A Planned Parenthood affiliate in east Texas has agreed to pay $4.3 million to settle a whistleblower lawsuit alleging that the group illegally billed Medicaid for unnecessary and unrendered medical services, the Wall Street Journal reported Friday.

The non-profit organization, which estimates that it provides medical information and services, including abortions, to three million people in the U.S. each year, denied any wrongdoing as part of the settlement announced Friday by the U.S. Attorney's Office for the Eastern District of Texas.

Friday's settlement resolved a whistle-blower suit filed by Karen Reynolds, a former Planned Parenthood employee who worked at a clinic in Lufkin, Texas, about 120 miles north of Houston. Ms. Reynolds claimed that Planned Parenthood billed Medicaid and other government programs for services that were not provided or that were not needed by patients, including birth-control counseling and testing for sexually transmitted diseases.

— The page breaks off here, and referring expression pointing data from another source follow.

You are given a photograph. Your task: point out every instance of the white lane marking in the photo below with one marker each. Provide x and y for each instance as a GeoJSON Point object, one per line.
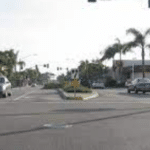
{"type": "Point", "coordinates": [22, 116]}
{"type": "Point", "coordinates": [88, 102]}
{"type": "Point", "coordinates": [22, 96]}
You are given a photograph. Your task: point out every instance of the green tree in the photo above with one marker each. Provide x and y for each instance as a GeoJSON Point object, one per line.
{"type": "Point", "coordinates": [139, 41]}
{"type": "Point", "coordinates": [21, 64]}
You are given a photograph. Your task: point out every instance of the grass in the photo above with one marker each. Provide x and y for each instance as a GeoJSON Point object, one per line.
{"type": "Point", "coordinates": [80, 89]}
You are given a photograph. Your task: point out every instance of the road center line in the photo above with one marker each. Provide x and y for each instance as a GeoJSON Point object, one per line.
{"type": "Point", "coordinates": [22, 96]}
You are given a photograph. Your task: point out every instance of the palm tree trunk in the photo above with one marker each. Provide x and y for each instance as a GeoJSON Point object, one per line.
{"type": "Point", "coordinates": [143, 63]}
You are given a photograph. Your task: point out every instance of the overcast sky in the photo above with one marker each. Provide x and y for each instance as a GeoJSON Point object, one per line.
{"type": "Point", "coordinates": [64, 32]}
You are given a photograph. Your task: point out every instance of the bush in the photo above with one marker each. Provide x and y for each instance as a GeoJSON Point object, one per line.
{"type": "Point", "coordinates": [80, 89]}
{"type": "Point", "coordinates": [110, 82]}
{"type": "Point", "coordinates": [52, 86]}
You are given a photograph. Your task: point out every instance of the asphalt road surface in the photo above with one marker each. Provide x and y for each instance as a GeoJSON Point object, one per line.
{"type": "Point", "coordinates": [37, 119]}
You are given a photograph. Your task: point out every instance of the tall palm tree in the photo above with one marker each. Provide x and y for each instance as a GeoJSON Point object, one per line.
{"type": "Point", "coordinates": [16, 56]}
{"type": "Point", "coordinates": [139, 41]}
{"type": "Point", "coordinates": [21, 64]}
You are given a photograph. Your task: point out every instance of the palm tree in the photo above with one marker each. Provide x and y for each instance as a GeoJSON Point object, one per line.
{"type": "Point", "coordinates": [21, 64]}
{"type": "Point", "coordinates": [16, 56]}
{"type": "Point", "coordinates": [139, 41]}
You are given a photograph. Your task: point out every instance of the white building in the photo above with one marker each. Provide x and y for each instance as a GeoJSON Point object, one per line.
{"type": "Point", "coordinates": [130, 69]}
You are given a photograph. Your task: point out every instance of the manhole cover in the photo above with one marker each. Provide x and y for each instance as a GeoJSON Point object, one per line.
{"type": "Point", "coordinates": [57, 126]}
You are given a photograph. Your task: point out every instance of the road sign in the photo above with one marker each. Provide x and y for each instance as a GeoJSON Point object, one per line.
{"type": "Point", "coordinates": [74, 73]}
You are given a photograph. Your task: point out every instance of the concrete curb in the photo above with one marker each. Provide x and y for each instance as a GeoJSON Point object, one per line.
{"type": "Point", "coordinates": [65, 96]}
{"type": "Point", "coordinates": [92, 96]}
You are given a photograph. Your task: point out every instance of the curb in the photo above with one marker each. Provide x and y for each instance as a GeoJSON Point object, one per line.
{"type": "Point", "coordinates": [65, 96]}
{"type": "Point", "coordinates": [92, 96]}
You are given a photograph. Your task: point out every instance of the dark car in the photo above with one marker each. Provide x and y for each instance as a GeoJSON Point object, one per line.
{"type": "Point", "coordinates": [139, 84]}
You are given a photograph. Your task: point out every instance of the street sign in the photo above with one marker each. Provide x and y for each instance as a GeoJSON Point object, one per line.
{"type": "Point", "coordinates": [74, 73]}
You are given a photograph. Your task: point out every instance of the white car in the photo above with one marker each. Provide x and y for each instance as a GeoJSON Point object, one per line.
{"type": "Point", "coordinates": [5, 87]}
{"type": "Point", "coordinates": [98, 85]}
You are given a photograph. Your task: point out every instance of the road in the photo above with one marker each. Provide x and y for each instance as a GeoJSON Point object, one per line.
{"type": "Point", "coordinates": [37, 119]}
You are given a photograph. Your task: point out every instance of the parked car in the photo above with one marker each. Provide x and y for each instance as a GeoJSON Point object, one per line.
{"type": "Point", "coordinates": [139, 84]}
{"type": "Point", "coordinates": [5, 87]}
{"type": "Point", "coordinates": [98, 85]}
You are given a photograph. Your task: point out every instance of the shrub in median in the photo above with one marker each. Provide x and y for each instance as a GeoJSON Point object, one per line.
{"type": "Point", "coordinates": [110, 82]}
{"type": "Point", "coordinates": [80, 89]}
{"type": "Point", "coordinates": [52, 85]}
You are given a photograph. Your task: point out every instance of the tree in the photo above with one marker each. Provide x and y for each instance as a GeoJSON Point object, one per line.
{"type": "Point", "coordinates": [139, 41]}
{"type": "Point", "coordinates": [89, 72]}
{"type": "Point", "coordinates": [21, 64]}
{"type": "Point", "coordinates": [16, 56]}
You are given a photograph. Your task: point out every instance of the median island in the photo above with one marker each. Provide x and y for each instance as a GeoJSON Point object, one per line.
{"type": "Point", "coordinates": [72, 91]}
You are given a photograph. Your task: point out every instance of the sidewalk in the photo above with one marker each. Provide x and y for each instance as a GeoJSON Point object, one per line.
{"type": "Point", "coordinates": [79, 96]}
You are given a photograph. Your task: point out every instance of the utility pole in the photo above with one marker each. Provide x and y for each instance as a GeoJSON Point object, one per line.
{"type": "Point", "coordinates": [133, 71]}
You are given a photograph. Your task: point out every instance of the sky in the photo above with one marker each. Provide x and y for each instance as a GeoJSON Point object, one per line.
{"type": "Point", "coordinates": [64, 32]}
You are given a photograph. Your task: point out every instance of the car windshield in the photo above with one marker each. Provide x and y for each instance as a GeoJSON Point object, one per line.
{"type": "Point", "coordinates": [1, 80]}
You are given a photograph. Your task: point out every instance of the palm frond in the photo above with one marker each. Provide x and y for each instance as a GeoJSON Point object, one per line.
{"type": "Point", "coordinates": [127, 47]}
{"type": "Point", "coordinates": [147, 32]}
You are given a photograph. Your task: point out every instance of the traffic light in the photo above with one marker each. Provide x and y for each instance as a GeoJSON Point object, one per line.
{"type": "Point", "coordinates": [91, 1]}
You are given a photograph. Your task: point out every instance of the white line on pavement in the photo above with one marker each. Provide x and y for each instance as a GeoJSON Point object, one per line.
{"type": "Point", "coordinates": [22, 96]}
{"type": "Point", "coordinates": [89, 102]}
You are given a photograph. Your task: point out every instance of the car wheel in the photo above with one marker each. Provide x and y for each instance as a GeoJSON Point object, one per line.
{"type": "Point", "coordinates": [135, 89]}
{"type": "Point", "coordinates": [128, 91]}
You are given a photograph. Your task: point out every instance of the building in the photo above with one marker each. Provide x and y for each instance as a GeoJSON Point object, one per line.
{"type": "Point", "coordinates": [129, 70]}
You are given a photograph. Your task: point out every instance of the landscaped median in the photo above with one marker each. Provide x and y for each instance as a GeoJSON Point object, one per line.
{"type": "Point", "coordinates": [79, 96]}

Neither Reynolds nor her attorneys at the American Center for Law and Justice (ACLJ) could comment because of a confidentiality agreement, an ACLJ spokesman said.

Planned Parenthood denied the allegation, and the settlement does not force the abortion provider to accept the charges.

The settlement is another blow to the embattled organization, the Journal noted.

The issue comes at a difficult time for Planned Parenthood in Texas. The state last year barred Planned Parenthood and other organizations that are affiliated with abortion providers from receiving funds from a government program that subsidizes health services for uninsured, low-income women.

Texas also enacted a law this summer restricting abortions and imposing new medical requirements on abortion providers that Planned Parenthood said will have an adverse effect on its operations.